10 Gauge: The heavy hitter
For this test, I borrowed a Remington SP10 semi-auto. Admittedly, it was my least favorite of the group, mostly due to the gun’s weight and the fact that I am not too familiar with 10-gauge loads. I’ve seen this gun skybust many a goose, so I knew marking out ranges for this beast was not as critical. The turkey on this rainy-cold hunt worked to within about 35 yards and didn’t stand a chance, though both the gun and pattern were capable of reaching much, much farther.
16 Gauge: The old beauty
I was thrilled to take my 16 gauge Browning A5 out to the field. This gun is a family Browning Sweet 16, which had been shot and loved by both my great-grandfather and grandfather. It has its battle wounds that left a great patina, yet unfortunately, I just don’t take it out of the safe often enough. But boy, did it make a great turkey gun. Unlike the previous 10-, 12- and 20-gauge arms with their screw-in chokes, I had to compensate for a fixed modified choke. While I reloaded a selection, factory loads performed just as well at the board, and my comfortable range off hand came to around 35 yards. While turkey hunting with a bow is my greatest gobbler adrenaline rush, this was one nostalgic hunt I’ll never forget. Besides, 16s are just plain underrated guns.
Single Shot .410: The baby
Of all the gauges, naturally I was most tentative of turkey time with a .410 bore. However, I was also most pleased to carry the hand-me-down New England Arms Pardner into the field once again. It was the first “real” gun with that I’d ever shot anything (a squirrel) and was a hand-me-down gift from my Papa for my eighth birthday. Despite its light surface rust and a few nicks in the stock, I loved it then and love it still.
The downside to using the Pardner for a turkey hunt was its single shot limit. The fixed full choke was adequate, though lots of patterning was required, as changing tubes was not an option. I loaded shells with varying amounts of powder and shot sizes. The 4’s and 6’s I would have preferred to shoot wouldn’t pattern worth a darn. However, 7’s grouped marvelously. While the pattern was solid out to 30 yards, I felt best inside 25.
Just to make sure I wouldn’t wound a bird, I had a licensed hunting buddy backing me up — with what else than the big 10 gauge. After several days and passing on numerous trophy birds that were outside range, I had my choice of three nice toms that worked right into the decoys, inside 15 yards. It was the perfect scenario and when the little .410 snapped out its shot, the turkey went down stone dead. As excited as I was, my Papa was even more so. He never thought that little gun would harvest a turkey.

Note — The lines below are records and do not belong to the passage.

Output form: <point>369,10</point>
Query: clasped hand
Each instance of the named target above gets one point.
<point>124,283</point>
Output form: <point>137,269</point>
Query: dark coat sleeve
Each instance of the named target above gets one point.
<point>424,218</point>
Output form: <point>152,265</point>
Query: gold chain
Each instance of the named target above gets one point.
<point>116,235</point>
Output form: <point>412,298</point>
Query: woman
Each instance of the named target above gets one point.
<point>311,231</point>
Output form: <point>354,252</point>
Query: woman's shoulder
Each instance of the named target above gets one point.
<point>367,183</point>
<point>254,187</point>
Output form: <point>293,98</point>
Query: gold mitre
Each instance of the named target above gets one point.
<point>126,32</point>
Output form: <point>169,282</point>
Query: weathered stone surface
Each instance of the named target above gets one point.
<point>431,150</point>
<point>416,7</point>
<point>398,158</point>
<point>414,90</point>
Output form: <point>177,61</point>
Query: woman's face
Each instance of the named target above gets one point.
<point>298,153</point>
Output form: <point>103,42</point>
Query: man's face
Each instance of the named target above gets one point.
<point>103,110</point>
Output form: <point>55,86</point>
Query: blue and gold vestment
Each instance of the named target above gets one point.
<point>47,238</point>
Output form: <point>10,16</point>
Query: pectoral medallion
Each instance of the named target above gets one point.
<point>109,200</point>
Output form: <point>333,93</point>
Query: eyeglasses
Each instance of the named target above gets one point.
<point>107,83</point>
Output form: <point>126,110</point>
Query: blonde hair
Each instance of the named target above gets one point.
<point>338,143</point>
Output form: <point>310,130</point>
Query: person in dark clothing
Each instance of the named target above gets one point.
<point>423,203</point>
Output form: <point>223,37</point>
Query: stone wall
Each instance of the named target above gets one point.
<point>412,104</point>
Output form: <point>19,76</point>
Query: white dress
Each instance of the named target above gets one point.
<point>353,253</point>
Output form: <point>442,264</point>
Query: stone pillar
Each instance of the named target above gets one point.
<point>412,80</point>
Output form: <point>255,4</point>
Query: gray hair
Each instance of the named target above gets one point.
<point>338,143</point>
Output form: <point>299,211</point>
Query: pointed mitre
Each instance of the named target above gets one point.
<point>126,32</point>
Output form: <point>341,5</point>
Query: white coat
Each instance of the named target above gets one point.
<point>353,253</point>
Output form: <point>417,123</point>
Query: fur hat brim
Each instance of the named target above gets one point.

The 28 Gauge: The elusive one
All that remains is the 28 gauge. A few months ago, I received my spring turkey permit for a week in May. When I camo up and take to the newly-woken woods, I will be carrying a 28-inch barreled CZ Redhead 28-gauge O/U. Until then, I will be working up loads at the bench, patterning, changing chokes and finding my optimum range. So when that beautiful tom comes strutting in to my lonely hen call, he will meet his end at an uncommon gun.
So, what remains?
What remains when this multi-gauge challenge is complete? There are always new ways to do the same old things in the field, and sometimes old guns make the best hunting partners. This spring, I wish you the thrill of morning gobblers sounding off from the roost, a good hunting buddy, and the satisfaction of a successful hunt. Whatever challenge and joy you face in your hunting endeavors this coming season, spend the time to do it safely, humanely, and most importantly, make some great memories in the field.